Definition - What does Guna Vrata mean?
The guna vratas are a subgroup of vows that are part of the 12 vows of a layperson in Jainism. The guna vratas are also known as the three merit vows or the vows of self-discipline. The term comes from the Sanskrit guna, meaning “character,” “virtue” or “quality”; vr, which means “conduct” and “restraint” and rta, meaning “order” and “oath.”
What constitutes the guna vratas varies by the specific Jain tradition and teacher. Examples of guna vratas are: dik vrata, bhoga-upbhoga vrata and anarthadanda vrata. All three involve a vow to limit or avoid certain behaviors.
Yogapedia explains Guna Vrata
The 12 vratas include the five anu vratas (the vows of non-violence, truth, non-theft, celibacy and non-possession), the three guna vratas and the four shiksha vratas (the disciplinary or spiritual vows). Together, the guna and shikhsa vratas comprise the shilas, or the seven vows of virtuous conduct.

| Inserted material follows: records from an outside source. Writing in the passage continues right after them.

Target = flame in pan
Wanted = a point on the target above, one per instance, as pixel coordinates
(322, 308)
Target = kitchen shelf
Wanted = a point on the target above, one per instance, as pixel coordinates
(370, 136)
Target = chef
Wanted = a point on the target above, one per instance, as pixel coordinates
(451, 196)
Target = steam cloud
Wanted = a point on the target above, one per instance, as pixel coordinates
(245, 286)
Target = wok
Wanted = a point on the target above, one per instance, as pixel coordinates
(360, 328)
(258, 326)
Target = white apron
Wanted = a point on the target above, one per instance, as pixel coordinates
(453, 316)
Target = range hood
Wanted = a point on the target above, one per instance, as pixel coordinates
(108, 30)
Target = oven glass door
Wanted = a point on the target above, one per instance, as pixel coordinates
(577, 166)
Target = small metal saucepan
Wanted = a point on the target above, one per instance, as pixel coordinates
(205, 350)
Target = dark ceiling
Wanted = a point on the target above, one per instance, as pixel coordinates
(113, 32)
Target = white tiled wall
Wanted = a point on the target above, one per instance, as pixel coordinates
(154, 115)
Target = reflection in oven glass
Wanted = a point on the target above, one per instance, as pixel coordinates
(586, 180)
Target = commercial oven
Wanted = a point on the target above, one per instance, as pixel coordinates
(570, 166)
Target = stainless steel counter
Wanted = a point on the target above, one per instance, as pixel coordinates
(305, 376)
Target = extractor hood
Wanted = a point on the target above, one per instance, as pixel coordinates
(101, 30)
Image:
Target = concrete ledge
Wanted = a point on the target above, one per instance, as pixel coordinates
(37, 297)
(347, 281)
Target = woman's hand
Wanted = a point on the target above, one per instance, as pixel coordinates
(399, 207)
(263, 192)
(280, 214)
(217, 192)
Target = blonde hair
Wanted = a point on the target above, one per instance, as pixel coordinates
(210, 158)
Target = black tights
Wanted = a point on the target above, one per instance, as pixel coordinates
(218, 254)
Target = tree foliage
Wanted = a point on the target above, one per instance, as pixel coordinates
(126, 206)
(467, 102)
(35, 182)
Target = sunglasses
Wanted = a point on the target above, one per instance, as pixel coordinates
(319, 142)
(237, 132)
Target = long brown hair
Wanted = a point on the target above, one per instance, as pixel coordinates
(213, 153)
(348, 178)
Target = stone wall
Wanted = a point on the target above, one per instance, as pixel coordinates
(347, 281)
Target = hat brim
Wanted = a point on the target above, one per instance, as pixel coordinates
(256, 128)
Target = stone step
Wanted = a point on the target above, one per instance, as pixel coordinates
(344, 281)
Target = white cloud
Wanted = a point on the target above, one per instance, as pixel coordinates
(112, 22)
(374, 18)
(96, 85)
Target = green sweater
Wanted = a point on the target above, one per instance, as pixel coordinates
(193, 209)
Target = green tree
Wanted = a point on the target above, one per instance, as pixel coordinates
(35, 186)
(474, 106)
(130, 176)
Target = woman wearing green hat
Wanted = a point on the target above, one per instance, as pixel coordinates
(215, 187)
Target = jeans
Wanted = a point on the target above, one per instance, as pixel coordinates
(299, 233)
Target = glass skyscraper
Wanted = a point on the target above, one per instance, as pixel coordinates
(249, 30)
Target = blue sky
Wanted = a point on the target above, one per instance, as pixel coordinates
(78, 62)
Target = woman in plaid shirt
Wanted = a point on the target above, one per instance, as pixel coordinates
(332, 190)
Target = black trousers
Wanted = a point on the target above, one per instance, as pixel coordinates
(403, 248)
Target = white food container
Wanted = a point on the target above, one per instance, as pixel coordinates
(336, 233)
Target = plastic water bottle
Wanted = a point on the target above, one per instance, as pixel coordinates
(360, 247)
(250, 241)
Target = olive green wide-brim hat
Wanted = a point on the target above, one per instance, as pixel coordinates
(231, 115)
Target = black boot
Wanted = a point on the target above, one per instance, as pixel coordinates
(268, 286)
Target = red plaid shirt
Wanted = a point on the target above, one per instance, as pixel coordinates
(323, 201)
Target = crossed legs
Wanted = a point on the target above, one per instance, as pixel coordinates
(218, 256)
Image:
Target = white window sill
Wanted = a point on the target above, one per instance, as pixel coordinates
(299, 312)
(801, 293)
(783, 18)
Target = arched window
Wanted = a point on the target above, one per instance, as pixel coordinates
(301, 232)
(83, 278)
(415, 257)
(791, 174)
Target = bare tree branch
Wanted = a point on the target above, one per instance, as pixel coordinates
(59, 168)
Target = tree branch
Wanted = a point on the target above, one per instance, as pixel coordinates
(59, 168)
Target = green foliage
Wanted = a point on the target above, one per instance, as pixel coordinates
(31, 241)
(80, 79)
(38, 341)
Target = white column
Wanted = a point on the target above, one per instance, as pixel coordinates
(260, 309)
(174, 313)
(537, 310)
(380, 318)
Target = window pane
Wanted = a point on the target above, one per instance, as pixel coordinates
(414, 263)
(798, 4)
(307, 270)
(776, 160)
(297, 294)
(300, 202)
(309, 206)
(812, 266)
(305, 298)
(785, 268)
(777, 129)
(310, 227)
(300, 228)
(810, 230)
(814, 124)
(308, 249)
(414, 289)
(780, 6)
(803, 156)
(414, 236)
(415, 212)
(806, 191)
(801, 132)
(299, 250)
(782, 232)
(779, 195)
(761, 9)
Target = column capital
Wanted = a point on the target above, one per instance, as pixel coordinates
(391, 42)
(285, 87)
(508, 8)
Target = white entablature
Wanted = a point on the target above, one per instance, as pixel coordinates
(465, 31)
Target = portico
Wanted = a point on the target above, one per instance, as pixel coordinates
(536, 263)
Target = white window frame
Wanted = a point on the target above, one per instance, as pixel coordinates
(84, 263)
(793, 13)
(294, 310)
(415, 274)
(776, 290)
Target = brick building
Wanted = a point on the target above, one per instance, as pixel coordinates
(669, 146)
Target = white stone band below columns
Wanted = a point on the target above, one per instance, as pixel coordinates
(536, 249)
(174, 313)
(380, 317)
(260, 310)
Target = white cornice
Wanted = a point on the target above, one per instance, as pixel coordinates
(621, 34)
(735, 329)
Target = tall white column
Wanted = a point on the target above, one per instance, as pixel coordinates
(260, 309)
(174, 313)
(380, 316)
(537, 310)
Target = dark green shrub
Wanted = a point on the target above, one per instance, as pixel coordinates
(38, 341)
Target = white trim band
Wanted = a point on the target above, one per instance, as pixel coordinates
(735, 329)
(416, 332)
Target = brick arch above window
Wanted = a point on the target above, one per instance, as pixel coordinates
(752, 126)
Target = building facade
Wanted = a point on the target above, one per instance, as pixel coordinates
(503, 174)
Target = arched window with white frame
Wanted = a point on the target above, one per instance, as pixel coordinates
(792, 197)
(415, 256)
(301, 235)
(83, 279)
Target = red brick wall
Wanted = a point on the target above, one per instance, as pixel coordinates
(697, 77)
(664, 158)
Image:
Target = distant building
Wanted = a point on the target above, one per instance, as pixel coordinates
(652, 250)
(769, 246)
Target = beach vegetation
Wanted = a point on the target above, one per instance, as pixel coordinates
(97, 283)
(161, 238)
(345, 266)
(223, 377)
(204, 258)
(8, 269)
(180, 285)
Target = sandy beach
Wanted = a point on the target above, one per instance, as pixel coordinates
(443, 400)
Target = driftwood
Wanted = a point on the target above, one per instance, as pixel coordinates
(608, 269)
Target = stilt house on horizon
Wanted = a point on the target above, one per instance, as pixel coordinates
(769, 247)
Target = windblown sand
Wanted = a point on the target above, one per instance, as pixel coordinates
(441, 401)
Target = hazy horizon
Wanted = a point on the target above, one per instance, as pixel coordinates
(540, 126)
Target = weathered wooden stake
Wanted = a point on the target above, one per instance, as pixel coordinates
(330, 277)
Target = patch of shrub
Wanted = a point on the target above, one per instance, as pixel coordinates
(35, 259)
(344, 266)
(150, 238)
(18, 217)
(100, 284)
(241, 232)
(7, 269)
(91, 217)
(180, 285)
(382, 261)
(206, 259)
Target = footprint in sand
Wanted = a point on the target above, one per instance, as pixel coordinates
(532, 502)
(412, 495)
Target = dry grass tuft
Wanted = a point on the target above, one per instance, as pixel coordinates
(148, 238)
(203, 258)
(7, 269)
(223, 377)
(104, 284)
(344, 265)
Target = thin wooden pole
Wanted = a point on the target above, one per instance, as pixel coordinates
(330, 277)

The guna vratas are defined as follows:
- Dik vrata – a vow to limit travel and thereby limit the area in which harm may be done.
- Bhoga-upbhoga vrata – vow of simplicity whereby food and material goods are limited to only what is necessary.
- Anarthadanda vrata – vow of piety that includes avoiding pointless sins such as self-indulgence and speaking badly of someone.